Sweat beads his forehead. The duct tape is slick as I rip it away from his mouth.

He blows the mouthguard out, his ashen face highlighted with red welts and rashes from the adhesive. “Please…you have to let me go. I don’t deserve this—this is insane.”

I inhale a deep breath, acutely aware of the absent scent in the stale air, that intoxicating mix of coconut and bergamot.

Her scent.

The fragrance of my lab when she was there.

Blakely’s scent imbued me, putting me right at her mercy.

Since smells travel directly to the memory and emotional hubs of the brain, even the absence of a smell can trigger an emotional response.

If I don’t rectify us soon, I fear I’ll completely lose the memory of it, and it will forever linger in that haunted cabin basement.

I slip my good hand into a glove and proceed with tightening the straps on my subject.

“God, no…” He fastens his eyes shut. “I haven’t eaten for two days. This is inhumane!”

There’s that word again, and just like every other time I’ve heard it uttered, the vertebrae along my spine locks taut. “Really, inhumane is how you subjected your college roommate to a hazing stunt that left him maimed for life. But—” I shove the mouthguard back into his mouth and secure it with a new strip of tape “—I’m neither your judge nor your jury.”

And with the exact replication of the treatment, I won’t be his executioner, either.

I’m going to cure this man.

The dial on the ECT machine is set to the precise voltage. The chemical compound is delivered in the exact manner. Anesthesia is not administered. Every single aspect is parallel to Blakely’s procedure.

I strap the electrodes to the subject’s temples in the bilateral ETC position and meet his eyes—eyes wide and glassy with fear, and a touch vacant with acceptance. Shallow affect doesn’t allow for a wide range of emotions, yet even a psychopath can fear their own demise.

I toggle the switch, and his body stiffens, muscles contracting with the induced seizure. A dark pool spreads along the white cotton sheet covering his lower half as he wets himself. His eyes roll into the back of his head, showing only the bloodshot white, as he bucks against the gurney.

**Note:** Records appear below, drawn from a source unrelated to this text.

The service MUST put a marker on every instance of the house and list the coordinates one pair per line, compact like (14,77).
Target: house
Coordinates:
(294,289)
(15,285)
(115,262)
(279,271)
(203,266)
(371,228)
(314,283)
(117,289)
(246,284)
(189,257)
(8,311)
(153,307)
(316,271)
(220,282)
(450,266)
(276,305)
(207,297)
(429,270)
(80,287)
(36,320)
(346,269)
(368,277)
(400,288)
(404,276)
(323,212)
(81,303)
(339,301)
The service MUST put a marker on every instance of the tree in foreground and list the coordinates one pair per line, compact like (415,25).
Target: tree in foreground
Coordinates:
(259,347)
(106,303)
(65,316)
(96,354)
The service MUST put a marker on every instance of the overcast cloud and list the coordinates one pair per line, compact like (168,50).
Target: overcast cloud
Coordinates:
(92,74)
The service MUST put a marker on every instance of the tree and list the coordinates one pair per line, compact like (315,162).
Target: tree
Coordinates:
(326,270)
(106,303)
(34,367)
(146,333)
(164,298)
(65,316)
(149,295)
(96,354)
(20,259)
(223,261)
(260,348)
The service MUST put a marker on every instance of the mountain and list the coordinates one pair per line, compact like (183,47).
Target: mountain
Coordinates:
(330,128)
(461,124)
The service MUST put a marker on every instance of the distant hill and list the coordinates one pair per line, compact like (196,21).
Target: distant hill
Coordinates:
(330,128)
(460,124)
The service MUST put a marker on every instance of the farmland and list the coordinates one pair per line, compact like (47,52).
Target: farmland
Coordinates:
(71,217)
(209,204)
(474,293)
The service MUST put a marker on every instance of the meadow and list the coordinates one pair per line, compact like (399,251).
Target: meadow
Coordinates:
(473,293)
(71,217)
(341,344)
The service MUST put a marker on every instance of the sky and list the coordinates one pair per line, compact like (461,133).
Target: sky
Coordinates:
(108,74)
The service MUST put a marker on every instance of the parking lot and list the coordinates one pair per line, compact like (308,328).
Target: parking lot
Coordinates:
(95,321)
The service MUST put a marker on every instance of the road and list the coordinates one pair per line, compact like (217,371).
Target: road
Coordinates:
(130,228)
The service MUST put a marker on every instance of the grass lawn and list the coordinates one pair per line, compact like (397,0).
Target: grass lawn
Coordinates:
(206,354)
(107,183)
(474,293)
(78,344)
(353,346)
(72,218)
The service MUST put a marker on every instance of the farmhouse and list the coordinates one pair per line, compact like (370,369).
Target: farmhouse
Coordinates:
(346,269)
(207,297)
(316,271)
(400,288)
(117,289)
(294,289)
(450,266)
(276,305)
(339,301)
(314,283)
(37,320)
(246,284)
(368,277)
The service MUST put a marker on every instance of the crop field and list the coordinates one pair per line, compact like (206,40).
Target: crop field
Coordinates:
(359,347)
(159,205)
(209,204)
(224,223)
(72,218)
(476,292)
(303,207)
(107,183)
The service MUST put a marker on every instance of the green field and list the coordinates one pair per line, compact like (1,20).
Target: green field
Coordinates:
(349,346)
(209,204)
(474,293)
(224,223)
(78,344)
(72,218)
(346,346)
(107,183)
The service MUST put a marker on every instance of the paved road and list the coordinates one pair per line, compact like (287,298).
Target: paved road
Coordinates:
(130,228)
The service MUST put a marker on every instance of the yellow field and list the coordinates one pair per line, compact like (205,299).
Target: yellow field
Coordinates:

At the predetermined time mark, I kill the switch. His body sags in relief. After unhooking him from the machine, I set the timer on my phone for five hours. That’s how long it took Blakely to come back to me. Even then, I carried her to the river and submerged her in cold water to fully revive her.

Haunting memories of that night return with a vengeance, the procedure forcing me to recall every achingly beautiful and painful moment. The feel of her fiery lips crashing against mine amid the frigid waterfall as it rained down on us. The tears that streaked her cheeks when her emotions soared to shattering heights.

The razor-sharp knife of despair plunged into my chest at her rejection.

The denial of her feelings that, although gutted me emotionally, also wounded my ego.

Looking back now, it’s so fucking clear. I should have called her out on her lies. I should have never let her go. I should have wrapped my arms around her and kissed her madly until her guarded walls came crashing down.

My fist slams into the metal table, and I only register the brief pain before blood seeps through the bandage.

I allowed her to manipulate my emotions, so I deserve my misery for being so weak.

If I had the clarity of hindsight, I would’ve told her the brutal truth: Love makes us crazy, baby. Welcome to the land of the feeling.

What Blakely doesn’t understand is that her capacity to feel was always there, it was just untapped. And we did more than tap it—we opened Pandora’s box. Maybe that did terrify me a little, made me question…everything.

I admit, I didn’t take into account the impact such a phenomenal change would have. I couldn’t have accounted for it; no one has ever succeeded where I have. There is no empirical data or test cases to compare. No warning labels.